Besides a love of gaming and musical collaborations, Reynolds is in fact getting into game development himself, having decided to learn C# programming in Unity during the band’s time off following the release and tour of their 2018 album ‘Origins’.
“I always dreamt about doing it as a kid but then I don’t do it, and then I’m like, well, I’m a musician, I should only do musician things,” he explains. “But then as I get older I’m like, ‘but then I’m going to die and not do these things that I always wanted to do’. So I got online and just started taking courses.”
Reynolds started making a bunch of mini-games that he claims were terrible (although Sermon got to play some of them and says he’s just being self-deprecating) but eventually had an idea and put together a small team of about a dozen people. “I can’t really talk about what it is or else my brother, who’s been doing it with me this whole time, would kill me because we’ve kind of kept it under wraps. But we’ve been working on it for over two years, and this month we’re finally getting it to a place where we’re gonna start bringing in a couple of family and friends to start playing it.”

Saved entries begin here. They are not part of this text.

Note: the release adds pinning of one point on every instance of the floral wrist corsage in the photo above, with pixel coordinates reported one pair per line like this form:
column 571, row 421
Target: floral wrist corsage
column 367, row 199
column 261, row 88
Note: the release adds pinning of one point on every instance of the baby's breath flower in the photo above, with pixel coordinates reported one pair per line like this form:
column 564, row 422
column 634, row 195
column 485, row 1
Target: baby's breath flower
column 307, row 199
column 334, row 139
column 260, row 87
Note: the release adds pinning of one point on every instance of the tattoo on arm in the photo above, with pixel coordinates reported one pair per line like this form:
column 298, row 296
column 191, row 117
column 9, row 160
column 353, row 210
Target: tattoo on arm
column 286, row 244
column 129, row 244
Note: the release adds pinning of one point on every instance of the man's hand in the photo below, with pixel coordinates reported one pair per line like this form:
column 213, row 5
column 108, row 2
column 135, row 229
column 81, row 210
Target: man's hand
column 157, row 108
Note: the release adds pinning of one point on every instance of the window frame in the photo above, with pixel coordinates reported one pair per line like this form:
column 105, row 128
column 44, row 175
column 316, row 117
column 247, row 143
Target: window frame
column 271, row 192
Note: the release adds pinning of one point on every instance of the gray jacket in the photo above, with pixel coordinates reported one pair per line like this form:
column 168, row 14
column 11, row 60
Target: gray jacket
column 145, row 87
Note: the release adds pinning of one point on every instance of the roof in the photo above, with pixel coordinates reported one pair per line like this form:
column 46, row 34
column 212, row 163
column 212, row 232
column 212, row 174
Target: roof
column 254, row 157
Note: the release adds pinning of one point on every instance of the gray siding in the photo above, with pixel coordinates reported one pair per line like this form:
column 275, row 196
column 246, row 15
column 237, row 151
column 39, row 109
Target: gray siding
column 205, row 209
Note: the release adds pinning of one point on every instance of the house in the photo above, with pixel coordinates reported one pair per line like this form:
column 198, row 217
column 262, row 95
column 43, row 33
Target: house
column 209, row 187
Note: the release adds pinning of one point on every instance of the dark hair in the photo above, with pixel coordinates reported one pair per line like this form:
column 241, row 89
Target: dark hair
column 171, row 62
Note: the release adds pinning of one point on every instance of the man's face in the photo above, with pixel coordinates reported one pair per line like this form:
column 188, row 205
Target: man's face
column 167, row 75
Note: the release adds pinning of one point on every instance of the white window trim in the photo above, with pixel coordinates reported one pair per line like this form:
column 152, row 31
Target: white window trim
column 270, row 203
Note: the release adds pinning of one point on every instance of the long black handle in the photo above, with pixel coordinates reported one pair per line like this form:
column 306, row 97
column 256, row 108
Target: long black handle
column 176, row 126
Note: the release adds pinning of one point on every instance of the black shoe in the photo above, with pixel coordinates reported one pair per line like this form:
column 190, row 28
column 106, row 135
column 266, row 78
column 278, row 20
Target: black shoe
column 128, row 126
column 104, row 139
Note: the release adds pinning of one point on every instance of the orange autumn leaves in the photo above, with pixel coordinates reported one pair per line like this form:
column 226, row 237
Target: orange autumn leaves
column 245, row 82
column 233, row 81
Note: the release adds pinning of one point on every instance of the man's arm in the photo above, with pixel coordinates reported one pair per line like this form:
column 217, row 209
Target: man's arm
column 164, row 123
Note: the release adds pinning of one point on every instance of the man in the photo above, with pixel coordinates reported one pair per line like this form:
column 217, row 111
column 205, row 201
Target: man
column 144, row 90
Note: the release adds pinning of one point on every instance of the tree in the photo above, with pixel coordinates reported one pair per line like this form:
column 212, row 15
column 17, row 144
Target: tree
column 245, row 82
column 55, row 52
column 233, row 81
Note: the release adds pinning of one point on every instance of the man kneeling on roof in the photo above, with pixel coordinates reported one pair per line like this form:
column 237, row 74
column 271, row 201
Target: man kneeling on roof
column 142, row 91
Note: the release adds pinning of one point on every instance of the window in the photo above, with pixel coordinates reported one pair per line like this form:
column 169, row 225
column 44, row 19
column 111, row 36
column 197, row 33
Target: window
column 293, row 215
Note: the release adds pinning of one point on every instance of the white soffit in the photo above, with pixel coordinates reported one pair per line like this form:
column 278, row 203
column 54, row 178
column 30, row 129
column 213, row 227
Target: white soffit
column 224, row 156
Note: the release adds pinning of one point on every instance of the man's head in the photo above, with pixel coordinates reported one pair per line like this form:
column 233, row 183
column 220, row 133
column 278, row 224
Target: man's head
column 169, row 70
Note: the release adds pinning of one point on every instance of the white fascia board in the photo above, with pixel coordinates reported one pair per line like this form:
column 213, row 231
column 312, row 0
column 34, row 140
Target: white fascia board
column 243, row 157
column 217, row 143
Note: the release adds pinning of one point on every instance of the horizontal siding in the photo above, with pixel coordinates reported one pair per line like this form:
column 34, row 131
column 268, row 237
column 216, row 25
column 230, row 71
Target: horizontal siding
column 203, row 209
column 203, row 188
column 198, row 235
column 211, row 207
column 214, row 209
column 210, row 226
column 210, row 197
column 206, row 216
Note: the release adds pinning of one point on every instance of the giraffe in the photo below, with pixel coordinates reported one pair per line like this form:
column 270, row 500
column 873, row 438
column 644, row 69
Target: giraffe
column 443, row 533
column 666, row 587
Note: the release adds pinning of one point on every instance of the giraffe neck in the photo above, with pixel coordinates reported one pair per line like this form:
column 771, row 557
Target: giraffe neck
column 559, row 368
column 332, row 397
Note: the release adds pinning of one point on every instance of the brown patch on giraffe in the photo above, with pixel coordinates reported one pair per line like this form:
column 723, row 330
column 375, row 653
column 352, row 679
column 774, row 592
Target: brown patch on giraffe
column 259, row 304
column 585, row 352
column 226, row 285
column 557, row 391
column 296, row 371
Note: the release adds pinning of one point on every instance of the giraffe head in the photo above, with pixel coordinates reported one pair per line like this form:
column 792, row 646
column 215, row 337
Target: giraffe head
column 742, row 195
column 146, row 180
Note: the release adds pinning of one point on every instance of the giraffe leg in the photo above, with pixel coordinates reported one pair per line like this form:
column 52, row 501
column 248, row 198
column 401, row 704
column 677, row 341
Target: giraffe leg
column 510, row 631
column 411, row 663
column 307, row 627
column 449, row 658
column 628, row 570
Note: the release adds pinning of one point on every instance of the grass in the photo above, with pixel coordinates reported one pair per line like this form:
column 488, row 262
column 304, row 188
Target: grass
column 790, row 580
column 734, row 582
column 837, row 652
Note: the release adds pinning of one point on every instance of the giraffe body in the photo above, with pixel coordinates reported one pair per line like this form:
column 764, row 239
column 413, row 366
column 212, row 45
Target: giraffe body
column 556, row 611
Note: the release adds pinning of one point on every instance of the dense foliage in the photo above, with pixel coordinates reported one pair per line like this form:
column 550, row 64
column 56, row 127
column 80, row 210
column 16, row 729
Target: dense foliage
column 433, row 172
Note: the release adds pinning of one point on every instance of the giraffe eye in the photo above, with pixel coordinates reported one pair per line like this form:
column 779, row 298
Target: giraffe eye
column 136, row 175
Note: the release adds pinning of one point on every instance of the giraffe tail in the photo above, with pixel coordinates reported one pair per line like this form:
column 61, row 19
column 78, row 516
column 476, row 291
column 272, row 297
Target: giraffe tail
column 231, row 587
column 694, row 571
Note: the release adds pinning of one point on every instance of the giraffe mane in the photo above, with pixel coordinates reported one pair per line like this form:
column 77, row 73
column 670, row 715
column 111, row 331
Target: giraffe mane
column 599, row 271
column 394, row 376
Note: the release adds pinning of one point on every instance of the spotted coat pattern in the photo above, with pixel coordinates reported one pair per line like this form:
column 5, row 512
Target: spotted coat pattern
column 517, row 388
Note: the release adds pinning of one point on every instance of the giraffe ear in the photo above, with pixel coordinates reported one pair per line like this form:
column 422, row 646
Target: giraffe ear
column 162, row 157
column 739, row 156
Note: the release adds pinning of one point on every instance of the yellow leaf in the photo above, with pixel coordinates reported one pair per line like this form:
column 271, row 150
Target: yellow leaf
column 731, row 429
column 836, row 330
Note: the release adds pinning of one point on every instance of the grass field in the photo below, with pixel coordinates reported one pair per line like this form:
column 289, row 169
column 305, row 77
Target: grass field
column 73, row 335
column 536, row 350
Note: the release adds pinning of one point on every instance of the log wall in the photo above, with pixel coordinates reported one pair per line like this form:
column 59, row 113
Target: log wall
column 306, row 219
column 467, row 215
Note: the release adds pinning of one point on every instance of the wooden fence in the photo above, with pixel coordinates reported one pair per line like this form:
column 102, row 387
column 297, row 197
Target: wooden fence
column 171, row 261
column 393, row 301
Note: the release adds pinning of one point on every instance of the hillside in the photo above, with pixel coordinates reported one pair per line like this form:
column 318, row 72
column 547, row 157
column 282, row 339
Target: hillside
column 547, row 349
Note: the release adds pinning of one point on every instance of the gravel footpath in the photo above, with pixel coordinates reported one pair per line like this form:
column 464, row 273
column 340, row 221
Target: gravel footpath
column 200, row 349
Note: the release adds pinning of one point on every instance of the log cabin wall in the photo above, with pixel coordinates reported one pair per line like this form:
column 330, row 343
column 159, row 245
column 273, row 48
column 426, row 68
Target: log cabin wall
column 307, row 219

Whether this mystery game will give Reynolds a career as a fully-fledged game developer as well as a rockstar is anybody’s guess, although Sermon, ever supportive, believes it could lead to big things. Regardless, he says it won’t be his last game.
“It’s pretty incredible what you can do with a small team of people at this point, especially with the Asset Store, whether it’s free or cheap assets. We’ve really been utilising that with our team for two years and just been working on a project that’s been so much fun – the process of making a game, to play it with just my friends and test it, that has been priceless.”